Ce mardi 2 juin au matin, une importante attaque russe contre l’Ukraine a fait neuf morts, dont quatre dans la capitale Kiev touchée par des missiles balistiques, ont rapporté les autorités ukrainiennes.
Après que des explosions de missiles ont retenti, des habitants se sont précipités vers les abris - chargés de sacs et de couvertures - dans les rues de Kiev, où un important panache de fumée s’est élevé, ont constaté des journalistes de l’AFP. Le président ukrainien Volodymyr Zelensky avait préalablement affirmé, vendredi 29 mai, que Moscou préparait « une nouvelle frappe massive » contre l’Ukraine, alors que la Russie a appelé les diplomates étrangers à quitter Kiev.
Par ailleurs, dans l’est du pays à Dnipro, les autorités ont fait état de cinq mort et 25 blessés. « Le bilan de l’attaque russe contre Dnipro continue de s’alourdir », a souligné le chef de l’administration militaire de la région, Oleksandr Ganja.
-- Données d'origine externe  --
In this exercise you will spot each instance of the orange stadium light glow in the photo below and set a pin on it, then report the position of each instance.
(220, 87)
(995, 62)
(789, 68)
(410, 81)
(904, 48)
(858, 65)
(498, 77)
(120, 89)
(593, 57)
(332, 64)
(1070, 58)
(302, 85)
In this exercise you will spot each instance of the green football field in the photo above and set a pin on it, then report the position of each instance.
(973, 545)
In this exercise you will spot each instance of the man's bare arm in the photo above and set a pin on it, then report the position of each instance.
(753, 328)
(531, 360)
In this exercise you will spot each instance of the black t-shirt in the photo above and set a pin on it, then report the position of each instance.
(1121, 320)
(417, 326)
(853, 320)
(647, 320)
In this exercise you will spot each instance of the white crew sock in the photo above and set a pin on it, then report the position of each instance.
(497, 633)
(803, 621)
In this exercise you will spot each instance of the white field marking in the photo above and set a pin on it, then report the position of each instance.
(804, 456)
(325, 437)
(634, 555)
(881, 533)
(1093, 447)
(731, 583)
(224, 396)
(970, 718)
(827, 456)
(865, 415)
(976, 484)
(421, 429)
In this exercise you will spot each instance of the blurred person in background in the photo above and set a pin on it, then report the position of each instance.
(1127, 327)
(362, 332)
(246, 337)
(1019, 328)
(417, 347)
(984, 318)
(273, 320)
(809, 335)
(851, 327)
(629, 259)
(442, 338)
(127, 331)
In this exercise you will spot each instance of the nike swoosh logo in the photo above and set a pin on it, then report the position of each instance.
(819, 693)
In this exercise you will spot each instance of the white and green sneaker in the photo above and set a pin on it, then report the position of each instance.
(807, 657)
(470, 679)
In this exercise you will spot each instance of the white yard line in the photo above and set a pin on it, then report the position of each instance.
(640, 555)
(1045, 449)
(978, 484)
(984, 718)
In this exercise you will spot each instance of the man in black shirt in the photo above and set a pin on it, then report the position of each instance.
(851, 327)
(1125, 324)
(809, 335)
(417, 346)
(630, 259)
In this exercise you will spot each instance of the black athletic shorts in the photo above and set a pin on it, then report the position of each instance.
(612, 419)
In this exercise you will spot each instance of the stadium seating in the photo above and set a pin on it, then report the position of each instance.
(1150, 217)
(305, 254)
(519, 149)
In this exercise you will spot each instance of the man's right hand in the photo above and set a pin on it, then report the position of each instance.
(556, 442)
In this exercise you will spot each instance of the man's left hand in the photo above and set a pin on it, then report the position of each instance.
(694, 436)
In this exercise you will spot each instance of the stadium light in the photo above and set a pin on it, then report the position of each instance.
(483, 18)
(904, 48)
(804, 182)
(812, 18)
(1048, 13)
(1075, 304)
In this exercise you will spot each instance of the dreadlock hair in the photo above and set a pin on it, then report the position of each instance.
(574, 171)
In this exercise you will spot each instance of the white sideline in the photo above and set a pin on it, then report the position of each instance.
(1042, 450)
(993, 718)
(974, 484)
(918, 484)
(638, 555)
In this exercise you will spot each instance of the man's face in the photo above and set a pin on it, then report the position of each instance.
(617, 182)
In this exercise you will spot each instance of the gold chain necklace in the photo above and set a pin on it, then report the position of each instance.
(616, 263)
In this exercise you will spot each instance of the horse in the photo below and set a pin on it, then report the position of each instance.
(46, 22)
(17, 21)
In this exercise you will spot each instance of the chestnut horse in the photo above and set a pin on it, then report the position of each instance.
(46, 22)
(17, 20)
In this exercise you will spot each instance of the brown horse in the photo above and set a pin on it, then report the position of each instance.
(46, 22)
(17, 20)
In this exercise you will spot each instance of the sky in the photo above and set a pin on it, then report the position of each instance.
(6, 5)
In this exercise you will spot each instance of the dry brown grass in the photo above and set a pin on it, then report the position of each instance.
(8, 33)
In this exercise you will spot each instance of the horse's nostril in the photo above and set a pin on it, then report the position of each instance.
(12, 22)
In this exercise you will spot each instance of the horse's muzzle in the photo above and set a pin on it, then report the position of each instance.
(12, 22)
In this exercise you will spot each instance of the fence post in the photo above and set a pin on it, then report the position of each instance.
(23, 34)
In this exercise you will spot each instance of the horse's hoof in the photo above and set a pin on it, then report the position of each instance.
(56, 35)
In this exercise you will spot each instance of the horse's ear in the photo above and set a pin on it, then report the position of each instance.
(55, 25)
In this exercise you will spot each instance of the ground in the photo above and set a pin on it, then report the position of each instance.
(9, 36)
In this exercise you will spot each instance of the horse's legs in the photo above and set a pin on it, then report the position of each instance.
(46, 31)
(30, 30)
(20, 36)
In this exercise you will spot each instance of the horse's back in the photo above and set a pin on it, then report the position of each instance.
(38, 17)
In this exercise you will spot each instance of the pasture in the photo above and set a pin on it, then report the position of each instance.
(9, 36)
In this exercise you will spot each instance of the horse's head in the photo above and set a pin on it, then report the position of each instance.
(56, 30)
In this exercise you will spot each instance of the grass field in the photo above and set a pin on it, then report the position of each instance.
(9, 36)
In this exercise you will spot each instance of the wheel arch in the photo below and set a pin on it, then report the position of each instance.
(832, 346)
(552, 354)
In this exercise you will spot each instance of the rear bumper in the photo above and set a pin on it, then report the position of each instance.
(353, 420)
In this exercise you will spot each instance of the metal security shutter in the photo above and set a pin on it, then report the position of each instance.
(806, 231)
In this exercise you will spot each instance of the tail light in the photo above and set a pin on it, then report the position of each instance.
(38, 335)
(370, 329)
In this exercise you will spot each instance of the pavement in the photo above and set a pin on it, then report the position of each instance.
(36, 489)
Dix personnes ont également été blessées à Kharkiv, également dans l’est de l’Ukraine, dont un enfant, a décrit sur Telegram le maire Igor Terekhov. La ville a été « attaquée par quinze drones et deux missiles », a-t-il précisé.
Côté russe, un civil a été tué, lundi 1er juin, dans la région de Koursk, proche de la frontière, dans une attaque de drone ukrainien, a indiqué le gouverneur local Aleksandr Khinchtein. Un incendie s’est déclenché dans la raffinerie d’Ilski, dans la région de Krasnodar du sud de la Russie, à la suite d’une attaque de drones, selon le quartier général opérationnel de la région. (...)
En Ukraine, les stocks d’armes s’épuisent (...)
Les négociations pour mettre fin à l’offensive à grande échelle sur l’Ukraine, qui a fait des centaines de milliers de morts et des millions de réfugiés en plus de quatre ans de conflit, sont toujours au point mort.